Seriously, that is exactly why I do what I do with my blog- veer "off topic" all the time. It is my belief, as you have stated, that if you create a value to the consumer/ community, then they will see you as a trusted resource and they will come back to you. In my own example- I know there are people who read my blog or listen to my podcast who do not intend to buy one of my products right now, but because they see me as a reliable "voice", they might consider my products later... and they wouldn't have otherwise.
We currently get 100% of our clients through our blog.
Providing value is #1.
Mack, great job of bringing value creation into focus. Posts like this keep me and my colleagues at Dell coming back to your blog time and again.

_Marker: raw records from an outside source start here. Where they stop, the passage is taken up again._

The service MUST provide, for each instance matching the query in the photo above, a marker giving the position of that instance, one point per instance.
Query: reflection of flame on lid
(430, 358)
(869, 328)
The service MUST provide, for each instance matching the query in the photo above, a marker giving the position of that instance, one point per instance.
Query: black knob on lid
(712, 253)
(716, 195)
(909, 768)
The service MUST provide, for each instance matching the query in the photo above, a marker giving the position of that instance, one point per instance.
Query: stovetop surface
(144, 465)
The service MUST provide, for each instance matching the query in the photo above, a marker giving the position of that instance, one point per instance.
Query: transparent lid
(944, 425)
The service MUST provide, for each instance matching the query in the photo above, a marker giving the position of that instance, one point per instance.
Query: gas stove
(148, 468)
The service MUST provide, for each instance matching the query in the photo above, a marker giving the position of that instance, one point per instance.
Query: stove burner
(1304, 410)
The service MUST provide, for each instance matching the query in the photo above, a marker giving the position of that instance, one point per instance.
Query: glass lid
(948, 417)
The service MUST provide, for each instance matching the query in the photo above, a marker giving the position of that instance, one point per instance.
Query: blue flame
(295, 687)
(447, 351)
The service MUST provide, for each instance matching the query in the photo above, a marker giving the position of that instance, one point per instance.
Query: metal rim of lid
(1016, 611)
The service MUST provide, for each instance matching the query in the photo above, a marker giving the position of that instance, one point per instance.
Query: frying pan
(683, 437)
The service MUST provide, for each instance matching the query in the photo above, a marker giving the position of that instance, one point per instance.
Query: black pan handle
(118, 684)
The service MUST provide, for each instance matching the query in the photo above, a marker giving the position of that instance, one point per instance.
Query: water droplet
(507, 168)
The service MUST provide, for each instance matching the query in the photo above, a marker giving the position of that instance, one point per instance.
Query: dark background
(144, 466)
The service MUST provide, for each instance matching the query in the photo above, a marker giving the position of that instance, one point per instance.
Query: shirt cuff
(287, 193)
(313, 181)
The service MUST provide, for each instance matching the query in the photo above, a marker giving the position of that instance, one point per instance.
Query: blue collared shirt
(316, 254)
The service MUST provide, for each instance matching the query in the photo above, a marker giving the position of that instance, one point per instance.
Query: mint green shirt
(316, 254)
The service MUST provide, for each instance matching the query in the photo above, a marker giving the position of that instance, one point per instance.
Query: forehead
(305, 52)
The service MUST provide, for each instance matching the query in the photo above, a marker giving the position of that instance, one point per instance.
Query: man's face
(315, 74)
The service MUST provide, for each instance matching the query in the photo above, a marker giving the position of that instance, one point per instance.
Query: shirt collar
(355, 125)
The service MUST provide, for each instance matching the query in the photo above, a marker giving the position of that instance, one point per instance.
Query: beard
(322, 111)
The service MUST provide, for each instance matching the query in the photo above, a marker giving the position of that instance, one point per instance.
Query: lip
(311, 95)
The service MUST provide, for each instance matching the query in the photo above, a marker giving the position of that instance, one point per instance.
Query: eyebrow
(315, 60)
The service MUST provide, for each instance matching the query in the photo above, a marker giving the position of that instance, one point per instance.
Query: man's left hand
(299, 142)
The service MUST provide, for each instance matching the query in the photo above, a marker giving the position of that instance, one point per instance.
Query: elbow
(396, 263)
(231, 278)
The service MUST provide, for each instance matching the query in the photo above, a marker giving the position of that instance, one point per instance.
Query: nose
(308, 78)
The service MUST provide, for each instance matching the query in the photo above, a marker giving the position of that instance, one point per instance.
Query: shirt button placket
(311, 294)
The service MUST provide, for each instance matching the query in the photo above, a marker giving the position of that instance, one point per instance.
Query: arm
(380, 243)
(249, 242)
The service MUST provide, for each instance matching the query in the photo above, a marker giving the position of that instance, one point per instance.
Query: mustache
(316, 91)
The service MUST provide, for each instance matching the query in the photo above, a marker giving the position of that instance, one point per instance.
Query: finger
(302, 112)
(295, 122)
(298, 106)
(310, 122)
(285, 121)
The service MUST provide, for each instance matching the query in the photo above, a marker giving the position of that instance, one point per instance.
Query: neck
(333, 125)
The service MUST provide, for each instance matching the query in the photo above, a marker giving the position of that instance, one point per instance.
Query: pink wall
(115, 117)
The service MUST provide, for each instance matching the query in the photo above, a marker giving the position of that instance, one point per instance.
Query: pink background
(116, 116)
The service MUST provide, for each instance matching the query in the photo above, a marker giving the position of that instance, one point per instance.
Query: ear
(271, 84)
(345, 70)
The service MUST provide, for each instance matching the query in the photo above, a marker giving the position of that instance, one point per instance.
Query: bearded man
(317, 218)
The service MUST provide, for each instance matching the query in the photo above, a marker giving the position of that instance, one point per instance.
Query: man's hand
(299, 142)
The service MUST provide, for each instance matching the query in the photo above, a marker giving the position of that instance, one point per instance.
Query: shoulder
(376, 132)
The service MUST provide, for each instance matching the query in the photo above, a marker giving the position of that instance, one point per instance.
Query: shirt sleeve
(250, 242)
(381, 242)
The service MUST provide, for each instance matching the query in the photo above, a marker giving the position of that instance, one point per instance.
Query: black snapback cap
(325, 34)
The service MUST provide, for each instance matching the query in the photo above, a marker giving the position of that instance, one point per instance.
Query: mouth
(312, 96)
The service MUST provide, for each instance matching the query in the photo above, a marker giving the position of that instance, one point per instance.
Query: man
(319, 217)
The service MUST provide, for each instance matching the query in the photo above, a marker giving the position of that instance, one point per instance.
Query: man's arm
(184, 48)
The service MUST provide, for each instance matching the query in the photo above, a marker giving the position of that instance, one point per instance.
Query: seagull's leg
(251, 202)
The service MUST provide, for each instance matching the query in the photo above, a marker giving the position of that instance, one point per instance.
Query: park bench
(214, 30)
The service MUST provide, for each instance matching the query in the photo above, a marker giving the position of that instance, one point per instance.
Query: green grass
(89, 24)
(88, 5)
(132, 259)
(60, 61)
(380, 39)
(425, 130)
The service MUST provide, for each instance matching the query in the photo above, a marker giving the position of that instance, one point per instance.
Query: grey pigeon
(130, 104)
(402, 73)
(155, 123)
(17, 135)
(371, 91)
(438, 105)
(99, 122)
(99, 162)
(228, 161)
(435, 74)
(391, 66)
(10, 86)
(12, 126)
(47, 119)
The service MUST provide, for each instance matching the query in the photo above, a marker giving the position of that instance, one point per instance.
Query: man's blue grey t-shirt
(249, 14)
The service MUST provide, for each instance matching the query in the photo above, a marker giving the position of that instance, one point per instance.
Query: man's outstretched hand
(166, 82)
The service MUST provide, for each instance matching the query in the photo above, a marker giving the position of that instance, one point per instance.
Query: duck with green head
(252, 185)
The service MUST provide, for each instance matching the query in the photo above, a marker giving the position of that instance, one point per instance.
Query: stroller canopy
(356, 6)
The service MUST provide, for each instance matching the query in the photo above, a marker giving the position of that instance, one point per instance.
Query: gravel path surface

Tim you're exactly right. If anyone that knows you has even a mild interest in getting a cycle, they are going to come to you for advice. I saw Valeria do it the other night on Twitter.
Great news Shama! Thanks John, I have to stay on my toes if Austin is watching me ;)
You mentioned that "The Cleanest Line" is one of the best blogs out there...how so?
I'm not challenging you or disagreeing with you. I'm sure you're right. But I'm wondering what metrics are measuring success. And how we, in the social media arena, can point to great blogs that are actual success stories vs. great blogs that are done correctly, but for some reason don't catch on.
It's not so much about metrics with The Cleanest Line, but it's that Patagonia does an excellent job of delivering relevant content and a relevant experience to its customers with its blog. Patagonia's customers are FAR more likely to be concerned about the environment, and I'm sure many would label themselves as 'environmental activists'. The Cleanest Line's content caters to these people.
Check it out if you haven't, and as you are, look at the blog through the eyes of a Patagonia customer.
It looks great - and it's an absolute find. And a great case study. Just looking it over made me feel part of something because they talk to me directly.
The thing that always concerns me is the tendency for many traditional marketers to see blogs as big promo vehicles as opposed to relationship building vehicles. In terms of promo they should have some elements, but it needs to be understated.
The dilemma I often have in convincing that tunnel-visioned traditional guy to put aside their presumptions and open up an give a little. Didn't know if Patagonia's blog had a specific success story behind it.
"The thing that always concerns me is the tendency for many traditional marketers to see blogs as big promo vehicles as opposed to relationship building vehicles. In terms of promo they should have some elements, but it needs to be understated."
Bingo and Amen. What many companies don't understand is, people don't read blogs to be sold to. They read blogs to get information and content that's valuable to them.
Reposting the Sunday Circular won't cut it.